Karena itulah mungkin maka KH Said Aqil Siroj meminta Kapolri dan jajarannya memakai “kaca mata kuda” dalam menyelesaikan kasus Brigadir J tersebut.
Sebab walaupun sampai 97 orang personil Polri dan beberapa jenderal diantaranya diduga “terkena imbas” perbuatan dan kebohongan Ferdy Sambo dan isterinya, masih ratusan ribu anggota Polri yang baik.
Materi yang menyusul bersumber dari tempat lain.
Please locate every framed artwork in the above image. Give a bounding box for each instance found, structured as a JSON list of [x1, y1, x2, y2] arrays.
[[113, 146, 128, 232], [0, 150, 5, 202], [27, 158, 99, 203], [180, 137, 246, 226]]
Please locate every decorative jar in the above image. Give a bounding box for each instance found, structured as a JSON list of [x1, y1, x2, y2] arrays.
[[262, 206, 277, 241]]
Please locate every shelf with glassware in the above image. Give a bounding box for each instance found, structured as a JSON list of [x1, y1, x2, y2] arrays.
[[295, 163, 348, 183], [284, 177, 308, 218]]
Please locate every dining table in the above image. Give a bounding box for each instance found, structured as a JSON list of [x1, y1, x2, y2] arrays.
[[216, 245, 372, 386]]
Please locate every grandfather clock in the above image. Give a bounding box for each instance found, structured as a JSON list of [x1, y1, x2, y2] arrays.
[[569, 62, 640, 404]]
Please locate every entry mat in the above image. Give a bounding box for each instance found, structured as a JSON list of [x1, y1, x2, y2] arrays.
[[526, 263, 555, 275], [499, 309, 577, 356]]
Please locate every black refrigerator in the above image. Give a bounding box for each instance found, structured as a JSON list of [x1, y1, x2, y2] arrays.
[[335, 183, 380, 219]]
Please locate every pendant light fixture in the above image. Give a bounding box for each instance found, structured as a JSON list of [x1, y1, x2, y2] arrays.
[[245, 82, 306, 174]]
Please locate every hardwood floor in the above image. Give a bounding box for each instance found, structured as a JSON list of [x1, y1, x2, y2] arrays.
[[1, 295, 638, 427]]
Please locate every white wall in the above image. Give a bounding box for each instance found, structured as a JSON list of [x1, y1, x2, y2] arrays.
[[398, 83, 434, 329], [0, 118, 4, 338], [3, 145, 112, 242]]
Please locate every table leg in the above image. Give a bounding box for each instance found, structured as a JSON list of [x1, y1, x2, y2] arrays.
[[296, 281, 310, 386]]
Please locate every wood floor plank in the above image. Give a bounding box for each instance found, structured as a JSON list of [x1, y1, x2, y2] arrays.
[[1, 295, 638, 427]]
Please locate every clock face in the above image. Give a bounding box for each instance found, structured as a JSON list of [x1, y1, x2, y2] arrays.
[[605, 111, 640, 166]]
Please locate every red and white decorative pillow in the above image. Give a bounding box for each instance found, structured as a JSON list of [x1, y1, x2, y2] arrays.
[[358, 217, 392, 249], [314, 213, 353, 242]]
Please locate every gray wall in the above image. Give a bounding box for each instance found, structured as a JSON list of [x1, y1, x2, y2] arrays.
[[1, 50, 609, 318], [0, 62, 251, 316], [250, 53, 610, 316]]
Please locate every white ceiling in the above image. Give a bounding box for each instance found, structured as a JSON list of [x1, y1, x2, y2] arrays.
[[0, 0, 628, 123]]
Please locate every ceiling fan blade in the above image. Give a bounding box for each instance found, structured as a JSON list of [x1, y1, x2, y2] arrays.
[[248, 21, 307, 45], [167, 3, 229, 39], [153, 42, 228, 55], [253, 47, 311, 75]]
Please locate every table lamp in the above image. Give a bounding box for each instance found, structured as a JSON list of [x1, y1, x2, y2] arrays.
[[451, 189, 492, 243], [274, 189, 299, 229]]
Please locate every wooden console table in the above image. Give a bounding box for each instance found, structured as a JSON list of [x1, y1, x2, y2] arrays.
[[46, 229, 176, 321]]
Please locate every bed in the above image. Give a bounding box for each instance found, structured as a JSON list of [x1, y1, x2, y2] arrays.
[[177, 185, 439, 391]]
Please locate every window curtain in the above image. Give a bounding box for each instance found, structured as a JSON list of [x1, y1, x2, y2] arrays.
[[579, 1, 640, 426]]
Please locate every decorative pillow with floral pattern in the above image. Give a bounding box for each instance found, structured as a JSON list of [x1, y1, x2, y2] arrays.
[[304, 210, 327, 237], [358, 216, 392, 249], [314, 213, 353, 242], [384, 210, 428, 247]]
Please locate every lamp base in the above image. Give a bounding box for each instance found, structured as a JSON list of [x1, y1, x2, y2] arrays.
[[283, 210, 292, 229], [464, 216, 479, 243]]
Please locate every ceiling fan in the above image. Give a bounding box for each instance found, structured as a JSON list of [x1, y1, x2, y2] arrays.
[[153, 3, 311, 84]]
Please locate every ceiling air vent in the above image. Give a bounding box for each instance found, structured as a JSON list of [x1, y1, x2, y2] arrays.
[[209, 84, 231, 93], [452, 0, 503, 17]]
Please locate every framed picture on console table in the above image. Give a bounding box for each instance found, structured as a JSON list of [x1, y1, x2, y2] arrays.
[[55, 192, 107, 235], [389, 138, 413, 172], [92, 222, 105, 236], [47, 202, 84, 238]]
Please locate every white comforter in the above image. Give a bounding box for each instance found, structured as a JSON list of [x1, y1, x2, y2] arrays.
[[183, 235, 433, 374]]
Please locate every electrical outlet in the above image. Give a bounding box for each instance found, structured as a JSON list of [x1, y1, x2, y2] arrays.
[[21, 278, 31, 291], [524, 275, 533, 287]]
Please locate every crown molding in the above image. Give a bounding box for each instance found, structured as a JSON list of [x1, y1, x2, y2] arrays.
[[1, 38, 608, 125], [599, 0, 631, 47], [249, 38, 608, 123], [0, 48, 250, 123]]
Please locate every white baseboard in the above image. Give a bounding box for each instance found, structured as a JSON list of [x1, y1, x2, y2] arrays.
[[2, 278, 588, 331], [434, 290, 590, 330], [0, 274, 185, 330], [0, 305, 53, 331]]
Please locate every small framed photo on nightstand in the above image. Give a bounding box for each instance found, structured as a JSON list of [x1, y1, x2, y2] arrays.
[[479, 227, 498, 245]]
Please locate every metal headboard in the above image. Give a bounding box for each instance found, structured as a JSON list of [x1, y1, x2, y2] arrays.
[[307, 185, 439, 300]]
Tetapi yang penting bagi masyarakat, Polri cepat menyelesaikan kasus tersebut dengan cepat sebab sudah menjadi isu nasional dan internasional.
Sebagaimana disebutkan Prof Dr Said Aqil Siroj, “Kemarin saya bertemu dengan sahabat dari Malaysia, diceritakan juga bahwa masyarakat di sana di warung-warung kopi juga membicarakan Polri,” ujar KH Said Aqil Siroj.
KH Said Aqil tidak hanya menyoroti kasus terbunuhnya Brigadir J, tetapi dia juga menyatakan sangat mendukung Kapolri menindak tegas judi online, narkoba dan berbagai tindak pidana lainnya untuk diberantas.
Harapan dalam penegakan hukum bukan hanya tugas Polri sebagaimana dikemukakannya: “Seluruh penegakan hukum, tidak hanya Polri, tetapi juga Kejaksaan, Mahkamah, pengacaranya juga, untuk sedikit demi sedikit kita bangun kredibilitas, loyalitas, integritas dan dalam bahasa agamanya itu akhlakul karimah,” tambahnya.
Bercermin dari kasus Sambo ini, media juga perlu menampilkan rohaniawan dan budayawan agar tidak terus mencekam apalagi para naras sumber mengkritisi dari bidang masing-masing sekaligus mengabaikan kepentingan masyarakat.
Dengan tampilnya alim ulama seperti Prof Dr KH Said Aqil Siroj yang menyuarakan hati nurani masyarakat umum.***
Bachtiar Sitanggang SH, Wartawan senior dan advokat berdomisili di Jakarta.